2. Ante esta situación, la Sala Tercera de Revisión, en la Sentencia T-025-04, emprendió la revisión de 108 expedientes de tutela interpuestos por 1150 núcleos familiares, con un promedio de 4 personas por núcleo. En ese pronunciamiento, se hizo un detenido análisis de las solicitudes presentadas a las entidades encargadas de atender a la población desplazada, de las pretensiones planteadas en las solicitudes de tutela instauradas contra esas instituciones, de las respuestas suministradas por estas entidades y de las razones con base en las cuales la mayoría de los jueces de instancia negaron el amparo pretendido y solo algunos lo concedieron.

Luego de ello, la Sala planteó los problemas jurídicos advertidos con ocasión de la revisión de esos fallos y para resolver tales problemas resumió la línea jurisprudencial de la Corte en materia de derechos de la población desplazada; examinó la respuesta estatal al fenómeno del desplazamiento, los resultados de esa política y los problemas más protuberantes de la política pública existente y de sus distintos componentes; estudió la insuficiencia de recursos disponibles y su impacto en la implementación de la política pública; constató si tales acciones y omisiones constituyen un estado de cosas inconstitucional; precisó los deberes constitucionales de las autoridades frente a obligaciones de carácter prestacional, inclusive en relación con derechos como la vida y la seguridad; precisó también los niveles mínimos de protección que deben ser garantizados a la población desplazada aun después de una redefinición de prioridades ante la insuficiencia de recursos o deficiencias en la capacidad institucional y, finalmente, ordenó las acciones que deberán adoptar las distintas autoridades para garantizar los derechos de la población desplazada.
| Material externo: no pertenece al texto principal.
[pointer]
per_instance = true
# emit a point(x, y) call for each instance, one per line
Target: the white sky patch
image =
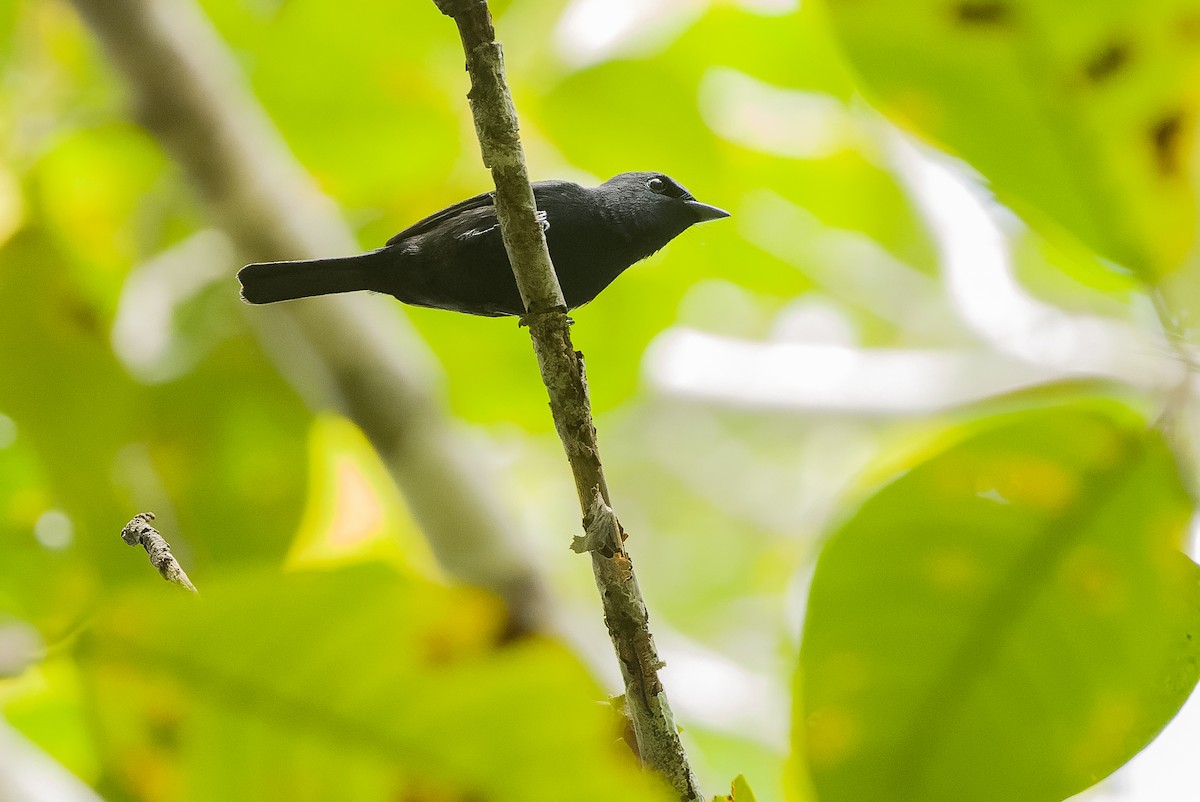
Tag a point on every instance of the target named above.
point(978, 269)
point(815, 376)
point(144, 330)
point(591, 31)
point(712, 689)
point(780, 121)
point(768, 7)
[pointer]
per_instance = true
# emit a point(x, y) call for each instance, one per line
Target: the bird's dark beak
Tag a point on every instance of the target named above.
point(703, 211)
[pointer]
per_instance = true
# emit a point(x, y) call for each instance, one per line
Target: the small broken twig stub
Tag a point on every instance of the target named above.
point(138, 532)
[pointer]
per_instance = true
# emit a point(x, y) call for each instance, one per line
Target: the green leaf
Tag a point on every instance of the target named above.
point(738, 792)
point(351, 684)
point(1079, 113)
point(1011, 620)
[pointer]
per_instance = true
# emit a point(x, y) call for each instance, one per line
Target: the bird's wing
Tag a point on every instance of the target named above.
point(477, 215)
point(483, 201)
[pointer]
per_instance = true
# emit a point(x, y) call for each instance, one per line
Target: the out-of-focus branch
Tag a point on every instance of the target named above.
point(138, 532)
point(190, 94)
point(562, 370)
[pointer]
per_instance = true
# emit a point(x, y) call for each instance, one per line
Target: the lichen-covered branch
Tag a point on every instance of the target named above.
point(346, 351)
point(138, 532)
point(562, 370)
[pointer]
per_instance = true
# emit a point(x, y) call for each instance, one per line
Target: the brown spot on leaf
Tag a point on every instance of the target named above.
point(1168, 139)
point(983, 12)
point(1107, 61)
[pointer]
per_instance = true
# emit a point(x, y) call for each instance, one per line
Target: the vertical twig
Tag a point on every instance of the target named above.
point(562, 370)
point(138, 532)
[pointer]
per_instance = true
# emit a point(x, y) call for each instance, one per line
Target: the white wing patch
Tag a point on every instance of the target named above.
point(541, 216)
point(478, 232)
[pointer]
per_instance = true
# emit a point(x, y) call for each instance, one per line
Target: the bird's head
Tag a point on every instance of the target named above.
point(657, 201)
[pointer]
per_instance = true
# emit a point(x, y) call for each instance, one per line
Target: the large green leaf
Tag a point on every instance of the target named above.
point(346, 686)
point(1011, 620)
point(1080, 113)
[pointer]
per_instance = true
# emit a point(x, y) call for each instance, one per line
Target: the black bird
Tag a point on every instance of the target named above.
point(455, 258)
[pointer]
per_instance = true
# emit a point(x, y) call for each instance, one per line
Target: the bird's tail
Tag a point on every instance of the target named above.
point(267, 282)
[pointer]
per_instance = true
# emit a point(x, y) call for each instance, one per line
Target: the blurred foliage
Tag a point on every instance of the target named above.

Las consideraciones sobre todos estos puntos fueron resumidas de la siguiente manera en ese fallo:

La Sala Tercera de Revisión, al resolver sobre las presentes acciones de tutela, concluye que por las condiciones de vulnerabilidad extrema en las cuales se encuentra la población desplazada, así como por la omisión reiterada de brindarle una protección oportuna y efectiva por parte de las distintas autoridades encargadas de su atención, se han violado tanto a los actores en el presente proceso, como a la población desplazada en general, sus derechos a una vida digna, a la integridad personal, a la igualdad, de petición, al trabajo, a la salud, a la seguridad social, a la educación, al mínimo vital y a la protección especial debida a las personas de la tercera edad, a la mujer cabeza de familia y a los niños... Esta violación ha venido ocurriendo de manera masiva, prolongada y reiterada y no es imputable a una única autoridad, sino que obedece a un problema estructural que afecta a toda la política de atención diseñada por el Estado, y a sus distintos componentes, en razón a la insuficiencia de recursos destinados a financiar dicha política y a la precaria capacidad institucional para implementarla... Tal situación constituye un estado de cosas inconstitucional que será declarado formalmente en esta sentencia...
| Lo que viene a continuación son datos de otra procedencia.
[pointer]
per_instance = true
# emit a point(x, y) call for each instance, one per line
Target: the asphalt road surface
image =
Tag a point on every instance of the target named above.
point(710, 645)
A pesar de que en el año 2003 el número de nuevos desplazados disminuyó y que respecto de la población desplazada las autoridades han identificado la urgencia de atender adecuadamente su situación, han diseñado una política para su protección y han desarrollado múltiples instrumentos para su ejecución, las acciones que efectivamente llevan a cabo las autoridades para garantizar los derechos de la población desplazada... y los recursos efectivamente destinados a satisfacer estos derechos ... no resultan acordes con los mandatos de la Ley 387 de 1997 que desarrollaron los derechos constitucionales respecto de los desplazados, ni con los decretos que el propio ejecutivo ha dictado sobre la materia, ni con las previsiones que el Conpes había efectuado al estimar los recursos necesarios para atender tales derechos...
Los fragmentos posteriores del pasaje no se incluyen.